A simple business scenario
To illustrate Validio’s capabilities, we’ll use a simple business scenario.
OmniShop, a fictional e-commerce company, has a data team of three data engineers. They provide data for sales reporting and other use cases that rely heavily on accurate data, such as recommendation engines and other machine learning (ML) applications.
In this scenario, we’ll follow one of the data engineers, Julia, who spends at least half of her time firefighting bad data and debugging pipelines. The frequency of data failures has started to erode the company’s trust in data and, by extension, the company’s trust in the data team.

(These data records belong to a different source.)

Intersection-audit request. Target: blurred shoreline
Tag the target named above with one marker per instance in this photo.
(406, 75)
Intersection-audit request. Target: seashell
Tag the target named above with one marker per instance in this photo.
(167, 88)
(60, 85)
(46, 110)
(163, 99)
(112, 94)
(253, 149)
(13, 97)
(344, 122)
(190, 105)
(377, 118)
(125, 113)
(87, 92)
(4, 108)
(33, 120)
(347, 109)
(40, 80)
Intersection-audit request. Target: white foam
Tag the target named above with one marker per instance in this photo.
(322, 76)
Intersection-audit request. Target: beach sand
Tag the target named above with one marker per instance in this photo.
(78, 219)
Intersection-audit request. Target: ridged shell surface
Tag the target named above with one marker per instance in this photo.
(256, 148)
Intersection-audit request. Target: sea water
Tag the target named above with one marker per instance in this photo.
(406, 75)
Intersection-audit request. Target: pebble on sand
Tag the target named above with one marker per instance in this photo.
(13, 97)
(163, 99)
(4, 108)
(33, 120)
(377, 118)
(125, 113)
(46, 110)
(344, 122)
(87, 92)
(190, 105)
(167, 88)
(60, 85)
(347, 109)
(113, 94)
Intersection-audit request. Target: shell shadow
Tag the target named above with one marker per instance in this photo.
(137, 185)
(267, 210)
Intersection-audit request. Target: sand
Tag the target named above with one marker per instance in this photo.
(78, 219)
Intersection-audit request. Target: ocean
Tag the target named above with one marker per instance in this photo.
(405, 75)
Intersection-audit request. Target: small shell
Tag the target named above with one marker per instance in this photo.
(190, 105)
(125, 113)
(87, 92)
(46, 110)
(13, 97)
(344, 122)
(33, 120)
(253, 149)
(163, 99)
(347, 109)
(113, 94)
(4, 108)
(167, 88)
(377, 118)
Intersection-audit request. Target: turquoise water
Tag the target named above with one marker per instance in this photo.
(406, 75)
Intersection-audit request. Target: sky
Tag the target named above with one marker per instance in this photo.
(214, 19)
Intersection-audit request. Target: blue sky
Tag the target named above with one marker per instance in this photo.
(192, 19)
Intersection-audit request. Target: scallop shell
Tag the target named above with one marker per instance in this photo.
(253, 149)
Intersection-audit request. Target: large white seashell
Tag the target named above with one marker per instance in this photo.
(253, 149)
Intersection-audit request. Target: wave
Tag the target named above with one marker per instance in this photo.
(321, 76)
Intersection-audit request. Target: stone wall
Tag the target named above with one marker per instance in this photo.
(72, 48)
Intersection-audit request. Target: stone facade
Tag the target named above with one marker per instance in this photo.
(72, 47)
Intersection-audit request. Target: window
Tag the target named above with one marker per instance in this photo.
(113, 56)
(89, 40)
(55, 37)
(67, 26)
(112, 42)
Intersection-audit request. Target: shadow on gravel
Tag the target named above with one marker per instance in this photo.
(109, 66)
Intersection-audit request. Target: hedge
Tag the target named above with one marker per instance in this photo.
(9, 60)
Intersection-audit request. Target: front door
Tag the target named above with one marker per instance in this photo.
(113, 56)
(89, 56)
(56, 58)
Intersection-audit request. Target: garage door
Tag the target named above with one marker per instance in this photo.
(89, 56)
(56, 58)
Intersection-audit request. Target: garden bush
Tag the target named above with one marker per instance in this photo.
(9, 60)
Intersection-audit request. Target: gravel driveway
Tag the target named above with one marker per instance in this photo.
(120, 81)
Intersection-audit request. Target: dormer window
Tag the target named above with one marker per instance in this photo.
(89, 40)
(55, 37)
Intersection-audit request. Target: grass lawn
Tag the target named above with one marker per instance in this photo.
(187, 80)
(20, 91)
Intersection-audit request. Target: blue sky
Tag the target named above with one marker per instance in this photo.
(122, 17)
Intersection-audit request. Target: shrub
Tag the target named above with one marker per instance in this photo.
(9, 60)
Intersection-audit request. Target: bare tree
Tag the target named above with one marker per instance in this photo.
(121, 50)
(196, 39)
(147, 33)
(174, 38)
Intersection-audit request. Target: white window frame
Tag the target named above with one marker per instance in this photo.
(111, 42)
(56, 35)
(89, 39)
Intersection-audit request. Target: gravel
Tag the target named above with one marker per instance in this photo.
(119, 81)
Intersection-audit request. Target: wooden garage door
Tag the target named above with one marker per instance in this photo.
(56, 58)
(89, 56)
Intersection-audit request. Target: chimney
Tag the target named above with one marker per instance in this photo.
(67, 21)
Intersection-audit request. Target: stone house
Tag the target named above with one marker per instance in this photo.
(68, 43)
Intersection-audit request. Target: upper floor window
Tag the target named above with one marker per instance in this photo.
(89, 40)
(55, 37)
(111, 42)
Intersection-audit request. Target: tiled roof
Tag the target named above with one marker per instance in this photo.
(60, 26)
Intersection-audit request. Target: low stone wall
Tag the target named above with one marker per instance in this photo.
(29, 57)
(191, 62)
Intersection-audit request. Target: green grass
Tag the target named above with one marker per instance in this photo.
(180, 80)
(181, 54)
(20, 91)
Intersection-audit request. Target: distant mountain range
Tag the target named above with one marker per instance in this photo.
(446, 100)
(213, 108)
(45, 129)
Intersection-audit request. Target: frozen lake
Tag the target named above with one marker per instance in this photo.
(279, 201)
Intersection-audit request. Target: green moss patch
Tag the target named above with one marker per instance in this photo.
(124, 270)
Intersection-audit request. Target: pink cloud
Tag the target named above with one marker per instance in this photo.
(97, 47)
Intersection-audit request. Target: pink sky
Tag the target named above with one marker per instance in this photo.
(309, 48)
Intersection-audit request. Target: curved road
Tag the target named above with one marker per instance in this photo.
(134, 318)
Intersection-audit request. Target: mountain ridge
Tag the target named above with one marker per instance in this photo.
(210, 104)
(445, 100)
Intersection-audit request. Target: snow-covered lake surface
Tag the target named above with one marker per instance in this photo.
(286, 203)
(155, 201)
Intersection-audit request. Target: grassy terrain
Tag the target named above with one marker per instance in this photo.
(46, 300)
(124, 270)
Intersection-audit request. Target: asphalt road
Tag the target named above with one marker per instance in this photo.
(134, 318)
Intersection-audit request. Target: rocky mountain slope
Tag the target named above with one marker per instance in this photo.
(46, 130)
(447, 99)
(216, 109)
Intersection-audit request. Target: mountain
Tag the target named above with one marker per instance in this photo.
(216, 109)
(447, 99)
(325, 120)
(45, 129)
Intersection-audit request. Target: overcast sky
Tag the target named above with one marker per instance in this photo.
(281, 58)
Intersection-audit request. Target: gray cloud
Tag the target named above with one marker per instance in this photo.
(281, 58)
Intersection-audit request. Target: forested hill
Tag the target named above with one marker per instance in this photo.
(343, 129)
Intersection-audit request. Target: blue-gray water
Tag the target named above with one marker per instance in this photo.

Up until now, Julia has been manually writing data quality checks for their BigQuery tables using dbt and its extension packages, including dbt_expectations. Because the testing possibilities in dbt_expectations are limited, Julia has also written custom data quality tests in SQL. However, since the company has grown significantly lately, so has its number of data sources and transformations in BigQuery. With more data sources comes more business logic—manual tests simply don’t scale.
To combat this, Julia and her team have decided to implement Validio's Deep Data Observability platform. By achieving full visibility into their data pipelines, they hope to regain control of their data quality even as the organization grows.
Julia will start with their most critical dataset orders, which contains sales data for all orders made in each country’s webshop.